The Gulf of Alaska is an arm of the Pacific Ocean defined by the curve of the southern coast of Alaska, stretching from the Alaska Peninsula and Kodiak Island in the west to the Alexander Archipelago in the east, where Glacier Bay and the Inside Passage are found.
The entire shoreline of the Gulf is a rugged combination of forest, mountain, and a number of tidewater glaciers. Alaska's largest glaciers, the Malaspina Glacier and Bering Glacier spill out onto the coastal plain along the Gulf of Alaska. The coast is also heavily indented, with Cook Inlet and Prince William Sound the two largest connected bodies of water, but also including Yakutat Bay and Cross Sound. Lituya Bay is the site of the largest recorded tsunami in history and is a popular sheltered anchorage for fishing boats.

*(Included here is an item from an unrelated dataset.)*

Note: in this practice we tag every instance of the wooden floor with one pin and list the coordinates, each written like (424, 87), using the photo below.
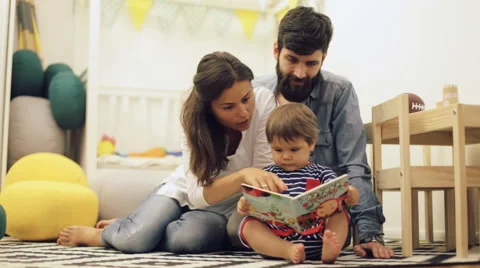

Meteorologically, the Gulf is a great generator of storms. In addition to dumping vast quantities of snow and ice on southern Alaska, resulting in some of the largest concentrations south of the Arctic Circle, many of the storms move south along the coasts of British Columbia, Washington, Oregon, and as far south as Southern California (primarily during El Nino events). Much of the seasonal rainfall in the Pacific Northwest and Southwestern United States comes from the Gulf of Alaska.
On the North. The coast of Alaska.
On the South. A line drawn from Cape Spencer, the Northern limit of [the Coastal Waters of Southeast Alaska and British Columbia] to Kabuch Point, the Southeast limit of [the Bering Sea], in such a way that all the adjacent islands are included in the Gulf of Alaska.
According to the United States Geological Survey Geographic Names Information System, the Gulf of Alaska is bounded on the north by the coast of Alaska and on the south by a line running from the south end of Kodiak Island on the west to Dixon Entrance on the east.